Navjot Pal Singh Randhawa, the then director of museums and archaeology, Punjab — custodian of the state’s heritage, antiquities and archives — was communicating with Nanda on WhatsApp, email and phone almost on a daily basis. He was hosting dinners for Nanda and other smugglers of the syndicate at his residence in Chandigarh as well as farmhouse in Kasauli.

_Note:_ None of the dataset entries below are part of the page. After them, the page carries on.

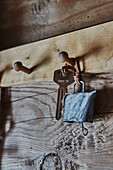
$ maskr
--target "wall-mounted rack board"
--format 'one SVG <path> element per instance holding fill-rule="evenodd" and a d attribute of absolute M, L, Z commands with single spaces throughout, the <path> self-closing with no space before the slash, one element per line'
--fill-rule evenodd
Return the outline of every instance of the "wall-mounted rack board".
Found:
<path fill-rule="evenodd" d="M 71 32 L 0 52 L 0 86 L 51 80 L 61 51 L 79 57 L 84 72 L 113 71 L 113 22 Z M 16 72 L 13 64 L 21 61 L 31 74 Z"/>

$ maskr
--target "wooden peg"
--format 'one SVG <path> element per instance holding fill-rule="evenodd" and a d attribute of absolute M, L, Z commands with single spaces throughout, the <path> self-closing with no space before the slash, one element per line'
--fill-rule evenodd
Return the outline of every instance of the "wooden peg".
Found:
<path fill-rule="evenodd" d="M 62 51 L 59 53 L 59 60 L 64 63 L 68 63 L 70 66 L 74 66 L 74 60 L 72 58 L 69 58 L 68 53 L 65 51 Z"/>
<path fill-rule="evenodd" d="M 23 66 L 20 61 L 17 61 L 16 63 L 14 63 L 13 68 L 14 68 L 15 71 L 23 71 L 24 73 L 27 73 L 27 74 L 31 73 L 31 69 Z"/>

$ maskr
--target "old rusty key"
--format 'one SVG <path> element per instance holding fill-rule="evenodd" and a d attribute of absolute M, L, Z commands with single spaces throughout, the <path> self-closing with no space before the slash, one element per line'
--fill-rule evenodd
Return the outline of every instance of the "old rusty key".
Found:
<path fill-rule="evenodd" d="M 56 108 L 56 119 L 59 120 L 61 118 L 62 99 L 67 92 L 67 86 L 74 82 L 74 72 L 67 70 L 63 75 L 61 69 L 55 70 L 53 80 L 59 85 Z"/>

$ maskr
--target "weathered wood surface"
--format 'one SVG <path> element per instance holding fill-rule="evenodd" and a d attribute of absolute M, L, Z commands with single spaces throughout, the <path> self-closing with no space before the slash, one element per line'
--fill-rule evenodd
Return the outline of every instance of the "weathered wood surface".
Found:
<path fill-rule="evenodd" d="M 0 86 L 52 80 L 61 51 L 78 57 L 81 70 L 98 73 L 113 70 L 113 22 L 75 31 L 47 40 L 12 48 L 0 53 Z M 13 65 L 20 60 L 31 68 L 30 75 L 16 72 Z"/>
<path fill-rule="evenodd" d="M 113 72 L 83 78 L 86 90 L 97 90 L 94 123 L 86 125 L 86 137 L 80 124 L 55 120 L 58 86 L 52 81 L 1 89 L 0 114 L 6 122 L 2 170 L 113 169 Z"/>
<path fill-rule="evenodd" d="M 113 20 L 113 0 L 0 1 L 0 50 Z"/>

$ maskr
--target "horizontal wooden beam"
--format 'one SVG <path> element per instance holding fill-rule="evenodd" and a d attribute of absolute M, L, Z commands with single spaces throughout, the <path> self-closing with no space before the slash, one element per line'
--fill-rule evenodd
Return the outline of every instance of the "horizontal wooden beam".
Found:
<path fill-rule="evenodd" d="M 61 51 L 78 57 L 84 72 L 113 70 L 113 22 L 64 34 L 0 52 L 0 86 L 45 81 L 53 78 Z M 21 61 L 32 73 L 16 72 L 13 65 Z"/>
<path fill-rule="evenodd" d="M 56 120 L 54 82 L 1 89 L 5 135 L 0 141 L 0 169 L 112 170 L 113 72 L 85 74 L 83 79 L 86 90 L 97 91 L 94 123 L 85 124 L 87 136 L 81 124 Z"/>
<path fill-rule="evenodd" d="M 113 0 L 4 0 L 0 11 L 3 50 L 113 21 Z"/>

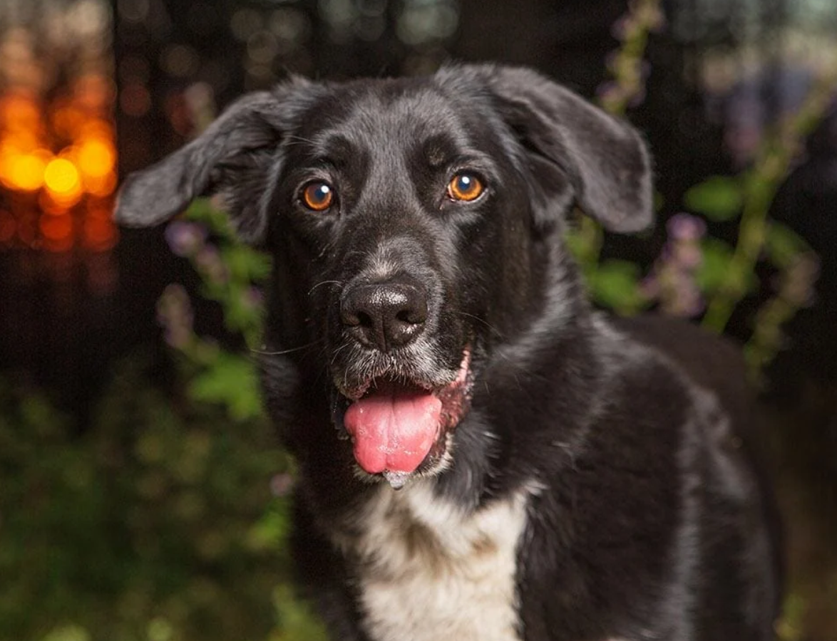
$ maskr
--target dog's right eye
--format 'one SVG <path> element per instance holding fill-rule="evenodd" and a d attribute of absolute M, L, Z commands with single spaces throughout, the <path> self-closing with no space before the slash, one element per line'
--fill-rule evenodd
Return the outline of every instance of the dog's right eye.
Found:
<path fill-rule="evenodd" d="M 334 189 L 321 181 L 310 182 L 302 188 L 300 200 L 312 211 L 325 211 L 334 204 Z"/>

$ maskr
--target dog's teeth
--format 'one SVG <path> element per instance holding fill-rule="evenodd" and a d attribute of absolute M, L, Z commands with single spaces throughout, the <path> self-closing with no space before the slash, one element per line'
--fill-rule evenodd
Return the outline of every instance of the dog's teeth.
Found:
<path fill-rule="evenodd" d="M 393 490 L 400 490 L 413 475 L 410 472 L 391 472 L 387 470 L 383 472 L 383 477 Z"/>

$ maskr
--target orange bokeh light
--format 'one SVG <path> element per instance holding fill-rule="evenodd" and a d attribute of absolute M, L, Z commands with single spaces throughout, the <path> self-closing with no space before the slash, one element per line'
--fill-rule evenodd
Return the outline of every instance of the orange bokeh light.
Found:
<path fill-rule="evenodd" d="M 0 152 L 0 180 L 11 189 L 35 191 L 44 185 L 44 173 L 50 154 L 46 150 L 32 153 Z"/>
<path fill-rule="evenodd" d="M 116 154 L 110 141 L 103 138 L 89 138 L 78 150 L 79 169 L 85 176 L 102 178 L 110 172 Z"/>
<path fill-rule="evenodd" d="M 66 158 L 55 158 L 44 170 L 44 184 L 55 200 L 65 201 L 81 194 L 79 170 Z"/>
<path fill-rule="evenodd" d="M 73 219 L 69 214 L 63 216 L 44 216 L 39 223 L 44 238 L 59 241 L 72 235 Z"/>

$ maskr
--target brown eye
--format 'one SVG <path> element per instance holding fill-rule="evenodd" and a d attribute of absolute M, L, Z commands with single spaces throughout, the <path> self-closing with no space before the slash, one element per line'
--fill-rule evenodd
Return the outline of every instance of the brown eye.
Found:
<path fill-rule="evenodd" d="M 448 196 L 454 201 L 475 201 L 484 191 L 480 179 L 473 174 L 457 174 L 448 183 Z"/>
<path fill-rule="evenodd" d="M 310 182 L 302 189 L 302 204 L 314 211 L 325 211 L 334 202 L 334 190 L 327 182 Z"/>

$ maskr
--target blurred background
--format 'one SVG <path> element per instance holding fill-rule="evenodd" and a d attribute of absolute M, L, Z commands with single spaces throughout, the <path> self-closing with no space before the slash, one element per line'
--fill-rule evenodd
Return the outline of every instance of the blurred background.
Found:
<path fill-rule="evenodd" d="M 603 307 L 747 345 L 778 632 L 837 639 L 837 0 L 0 0 L 0 639 L 322 638 L 247 356 L 265 259 L 208 204 L 117 229 L 114 195 L 289 73 L 451 59 L 536 67 L 644 132 L 657 227 L 573 246 Z"/>

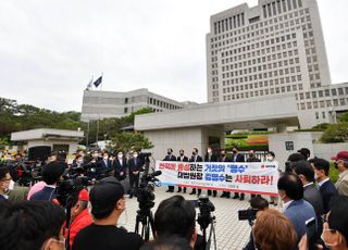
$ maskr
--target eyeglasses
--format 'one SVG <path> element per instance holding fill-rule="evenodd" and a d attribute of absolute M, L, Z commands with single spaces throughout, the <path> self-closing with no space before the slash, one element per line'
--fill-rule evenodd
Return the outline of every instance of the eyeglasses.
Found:
<path fill-rule="evenodd" d="M 339 238 L 337 230 L 335 229 L 323 229 L 322 240 L 324 241 L 326 247 L 336 247 L 339 245 Z"/>

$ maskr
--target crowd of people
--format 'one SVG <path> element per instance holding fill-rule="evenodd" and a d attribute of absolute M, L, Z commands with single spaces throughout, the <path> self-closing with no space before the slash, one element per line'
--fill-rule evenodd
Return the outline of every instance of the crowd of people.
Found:
<path fill-rule="evenodd" d="M 268 152 L 264 161 L 275 161 L 275 154 Z M 348 249 L 348 152 L 333 158 L 339 171 L 336 184 L 330 179 L 330 162 L 310 158 L 307 149 L 289 155 L 286 170 L 277 183 L 278 198 L 251 196 L 250 205 L 257 209 L 257 218 L 245 249 Z M 17 161 L 22 160 L 17 157 Z M 179 157 L 167 149 L 163 161 L 181 162 L 260 162 L 254 151 L 248 154 L 233 150 L 215 153 L 207 149 L 200 157 L 192 149 L 191 157 L 184 150 Z M 15 171 L 9 159 L 1 159 L 0 167 L 0 246 L 1 249 L 201 249 L 201 237 L 196 229 L 196 210 L 192 202 L 175 195 L 161 201 L 154 213 L 154 240 L 144 242 L 135 233 L 117 227 L 120 215 L 126 208 L 127 195 L 136 196 L 144 158 L 134 151 L 130 158 L 123 152 L 109 155 L 95 151 L 91 158 L 79 151 L 74 162 L 67 164 L 51 155 L 42 165 L 41 182 L 21 196 L 12 196 L 15 188 L 26 188 L 13 182 L 18 176 L 21 164 Z M 57 189 L 64 175 L 83 172 L 97 182 L 90 190 L 80 187 L 66 203 L 61 202 Z M 281 171 L 281 170 L 279 170 Z M 17 174 L 17 175 L 15 175 Z M 129 190 L 122 184 L 129 179 Z M 17 180 L 17 179 L 16 179 Z M 12 186 L 12 187 L 11 187 Z M 169 187 L 167 192 L 174 192 Z M 186 192 L 178 186 L 177 192 Z M 200 195 L 192 189 L 190 195 Z M 208 190 L 216 197 L 216 190 Z M 231 198 L 229 192 L 221 197 Z M 245 199 L 245 193 L 234 193 L 234 199 Z M 269 208 L 277 204 L 283 208 Z M 65 205 L 65 210 L 64 210 Z M 69 209 L 69 211 L 67 211 Z M 311 224 L 312 222 L 312 224 Z M 314 230 L 309 232 L 310 225 Z M 65 245 L 65 242 L 67 242 Z"/>

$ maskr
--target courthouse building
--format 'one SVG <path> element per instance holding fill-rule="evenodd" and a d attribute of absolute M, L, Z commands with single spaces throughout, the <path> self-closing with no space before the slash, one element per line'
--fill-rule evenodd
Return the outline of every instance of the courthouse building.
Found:
<path fill-rule="evenodd" d="M 82 121 L 122 117 L 149 107 L 154 112 L 179 110 L 196 105 L 195 102 L 178 102 L 148 91 L 146 88 L 128 92 L 85 90 Z"/>
<path fill-rule="evenodd" d="M 259 0 L 210 18 L 208 101 L 296 97 L 302 128 L 348 110 L 348 84 L 332 84 L 315 0 Z"/>

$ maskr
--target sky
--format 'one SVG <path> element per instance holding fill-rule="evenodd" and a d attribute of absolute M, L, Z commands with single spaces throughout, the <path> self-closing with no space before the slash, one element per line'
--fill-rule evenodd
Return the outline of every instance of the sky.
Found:
<path fill-rule="evenodd" d="M 0 1 L 0 97 L 80 111 L 83 90 L 207 102 L 210 16 L 257 0 Z M 347 0 L 318 0 L 333 83 L 348 82 Z M 338 25 L 337 25 L 338 24 Z M 337 27 L 338 26 L 338 27 Z"/>

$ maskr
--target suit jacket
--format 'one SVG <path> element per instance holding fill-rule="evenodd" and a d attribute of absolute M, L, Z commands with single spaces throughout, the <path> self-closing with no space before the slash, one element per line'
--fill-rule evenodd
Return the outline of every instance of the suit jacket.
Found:
<path fill-rule="evenodd" d="M 35 192 L 32 197 L 30 200 L 48 200 L 52 201 L 55 199 L 55 188 L 52 187 L 44 187 L 42 190 Z"/>
<path fill-rule="evenodd" d="M 126 160 L 126 158 L 123 157 L 121 161 L 120 161 L 119 158 L 116 158 L 113 161 L 112 168 L 115 170 L 114 176 L 117 179 L 124 179 L 126 177 L 126 170 L 127 170 L 127 160 Z M 121 172 L 123 172 L 122 176 L 120 175 Z"/>
<path fill-rule="evenodd" d="M 306 234 L 306 221 L 315 216 L 315 211 L 313 207 L 306 200 L 294 200 L 288 208 L 284 211 L 285 216 L 287 216 L 296 230 L 297 242 L 300 241 L 302 236 Z"/>
<path fill-rule="evenodd" d="M 324 214 L 328 213 L 330 211 L 330 201 L 331 198 L 338 195 L 336 187 L 333 185 L 331 180 L 327 180 L 322 184 L 322 186 L 319 187 L 319 191 L 322 195 L 323 198 L 323 205 L 324 205 Z"/>
<path fill-rule="evenodd" d="M 176 158 L 176 161 L 177 162 L 188 162 L 188 158 L 184 155 L 183 157 L 183 161 L 182 161 L 182 157 L 179 155 L 179 157 Z"/>
<path fill-rule="evenodd" d="M 8 199 L 4 196 L 0 195 L 0 201 L 7 201 L 7 200 Z"/>
<path fill-rule="evenodd" d="M 133 174 L 132 172 L 135 172 L 135 171 L 140 171 L 141 166 L 142 166 L 142 163 L 139 157 L 137 157 L 136 159 L 130 158 L 128 160 L 129 174 Z"/>
<path fill-rule="evenodd" d="M 233 162 L 245 162 L 245 157 L 243 153 L 237 153 L 237 155 L 233 155 L 232 158 Z"/>
<path fill-rule="evenodd" d="M 314 187 L 314 184 L 306 186 L 303 189 L 303 199 L 311 203 L 316 217 L 320 217 L 324 211 L 322 195 L 320 195 L 320 191 Z"/>
<path fill-rule="evenodd" d="M 202 162 L 202 161 L 203 159 L 200 155 L 197 155 L 196 161 L 194 155 L 189 159 L 189 162 Z"/>
<path fill-rule="evenodd" d="M 163 159 L 163 161 L 167 161 L 167 162 L 176 162 L 176 157 L 173 154 L 166 154 L 165 158 Z"/>
<path fill-rule="evenodd" d="M 340 174 L 335 186 L 339 196 L 348 196 L 348 170 Z"/>
<path fill-rule="evenodd" d="M 204 162 L 217 162 L 219 161 L 219 157 L 216 153 L 212 153 L 210 157 L 210 161 L 209 161 L 209 155 L 208 153 L 204 155 Z"/>

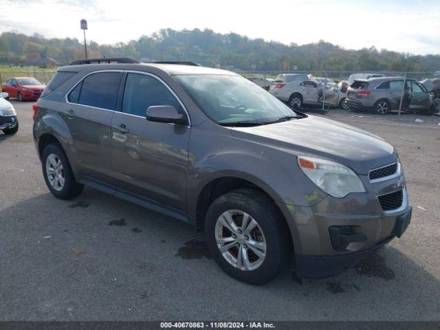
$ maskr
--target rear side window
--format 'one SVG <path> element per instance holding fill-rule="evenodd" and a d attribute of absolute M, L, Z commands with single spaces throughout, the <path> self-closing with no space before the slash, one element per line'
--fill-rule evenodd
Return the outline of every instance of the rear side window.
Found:
<path fill-rule="evenodd" d="M 172 105 L 182 111 L 173 94 L 157 79 L 145 74 L 129 74 L 124 91 L 122 112 L 144 117 L 146 109 L 152 105 Z"/>
<path fill-rule="evenodd" d="M 357 89 L 366 89 L 368 87 L 368 83 L 362 80 L 355 80 L 350 87 Z"/>
<path fill-rule="evenodd" d="M 402 91 L 404 88 L 404 80 L 390 81 L 390 89 Z"/>
<path fill-rule="evenodd" d="M 114 110 L 122 72 L 100 72 L 87 76 L 69 94 L 73 103 Z"/>
<path fill-rule="evenodd" d="M 64 84 L 66 81 L 70 79 L 72 77 L 75 76 L 77 72 L 70 72 L 67 71 L 58 71 L 54 78 L 52 78 L 49 84 L 44 89 L 44 91 L 41 94 L 41 98 L 44 98 L 45 96 L 50 94 L 52 91 L 56 89 L 58 87 Z"/>
<path fill-rule="evenodd" d="M 385 82 L 382 82 L 379 86 L 376 87 L 376 89 L 387 89 L 390 88 L 390 82 L 386 81 Z"/>

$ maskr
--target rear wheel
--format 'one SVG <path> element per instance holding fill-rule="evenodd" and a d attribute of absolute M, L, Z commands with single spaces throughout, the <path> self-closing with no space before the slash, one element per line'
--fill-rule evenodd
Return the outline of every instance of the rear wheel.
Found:
<path fill-rule="evenodd" d="M 82 191 L 84 186 L 75 181 L 70 164 L 58 144 L 49 144 L 41 157 L 43 175 L 46 185 L 54 196 L 70 199 Z"/>
<path fill-rule="evenodd" d="M 302 106 L 302 96 L 301 96 L 301 94 L 292 94 L 289 98 L 289 105 L 292 109 L 301 109 Z"/>
<path fill-rule="evenodd" d="M 205 220 L 214 259 L 230 276 L 250 284 L 275 277 L 292 253 L 283 217 L 264 194 L 238 189 L 218 197 Z"/>
<path fill-rule="evenodd" d="M 386 100 L 380 100 L 375 104 L 374 109 L 378 115 L 386 115 L 391 110 L 391 104 Z"/>

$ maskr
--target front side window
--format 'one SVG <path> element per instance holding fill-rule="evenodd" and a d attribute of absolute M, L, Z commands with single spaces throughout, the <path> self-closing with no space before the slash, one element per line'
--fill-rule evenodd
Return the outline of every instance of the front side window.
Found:
<path fill-rule="evenodd" d="M 21 86 L 38 86 L 43 85 L 34 78 L 21 78 L 18 79 L 19 85 Z"/>
<path fill-rule="evenodd" d="M 175 78 L 205 114 L 219 124 L 265 124 L 285 117 L 301 117 L 240 76 L 177 75 Z"/>
<path fill-rule="evenodd" d="M 179 111 L 183 111 L 173 94 L 157 79 L 146 74 L 129 74 L 124 90 L 122 112 L 145 117 L 147 108 L 154 105 L 171 105 Z"/>
<path fill-rule="evenodd" d="M 424 91 L 421 90 L 421 88 L 419 86 L 417 82 L 411 82 L 411 89 L 412 89 L 412 93 L 423 93 Z"/>
<path fill-rule="evenodd" d="M 122 77 L 122 72 L 99 72 L 87 76 L 70 92 L 69 100 L 80 104 L 114 110 Z M 80 85 L 82 86 L 78 87 Z"/>

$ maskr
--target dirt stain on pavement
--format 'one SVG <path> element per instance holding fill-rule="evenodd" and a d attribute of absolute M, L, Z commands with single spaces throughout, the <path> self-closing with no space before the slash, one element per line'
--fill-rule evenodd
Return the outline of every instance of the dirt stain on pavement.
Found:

In a WhatsApp message on September 26, 2015, Randhawa sent photographs of a few swords and daggers to Nanda. He wanted to know the international prices of those articles. Nanda responded by saying that they were “good but not the best or the superlative quality we are looking for”.
“Doesn’t it mean that these daggers/swords were offered to him for sale by you?” the DRI questioned Randhawa. He responded by claiming he was on the Art Purchase Committee of Chandigarh Museum and Art Gallery and wanted to be abreast of the latest prices to avoid getting cheated. However, he had no convincing reply when the DRI asked why the museum needed international prices when all its purchases were local.
An inquiry by The Tribune from people who have served at different times on the Art Purchase Committee revealed the museum did not have any such collection of swords or daggers.
Nanda also used Randhawa as an expert on antiques. In a WhatsApp message on March 31, 2016, he asked Randhawa to evaluate a portrait of the erstwhile Nawab of Malerkotla, which was part of a private collection of the Nawab’s family and some broker was offering it to Nanda for Rs 60 lakh. Within an hour, after talking to “Begum Sahiba”, Randhawa got back to Nanda, “I think the original has gone. It is not hanging in the drawing room. Begum Sahiba says that it is in the store because it has got damaged. Not showing it.” Randhawa advises him that the value should be around Rs 2 to 3 lakh as he had purchased a similar portrait of Nawab of Rampur for Rs 1.5 lakh the previous year.
As by virtue of his official position Randhawa had access to almost all private collections and influential individuals in Punjab. Nanda was in contact with him nearly on a daily basis. In one message, Nanda discusses Randhawa’s “planned trip” to Amritsar for the weekend. “Sorry to have missed you on this trip,” he says.
After one such visit in Punjab, Nanda in an email told London-based antiques dealer Runjeet Singh, who deals in Sikh weaponry, how he “saw some interesting arms in private collection in Punjab, mostly Sikh material.”
Apart from hosting the smugglers, the DRI dossier reveals, Randhawa was sending antiquities to Nanda and Goel quite regularly. On December 12, 2016, Nanda conveyed to Randhawa, “The painting was delivered by courier on 10th.” However, during DRI questioning Randhawa claimed he did not recall the communication.
Devesh Goel — Nanda’s point person for North India based in Delhi, who was running two companies, Devesh Handicrafts and Goel Handicrafts — was regularly meeting Randhawa at his residence in Chandigarh and at farm house in Sheel village of Kasauli. Pictures of the two smugglers posing with Randhawa at the latter’s residence are part of the dossier. Randhawa met Nanda four times at his office and invited him home for dinner.
Apart from interest in ancient and medieval antiquities, Nanda had since 2014 also started showing interest in the modernist furniture of Le Corbusier. Managing free access to Punjab government offices through Randhawa, Nanda was able to exploit government experts.
Masquerading as a researcher, Nanda on August 14, 2015, wrote to Randhawa’s boss, Anjali Bhawra, then Principal Secretary, Cultural Affairs and Tourism, saying he wanted to write a book on Le Corbusier, Pierre Jeanneret and Charlotte Perriand. He sought permission to get access to all government offices and archives. He even demanded “single-window clearance” and the appointment of a nodal officer to facilitate his access. Subsequently, Goel sent Nanda a load of photographs of furniture related to Le Corbusier.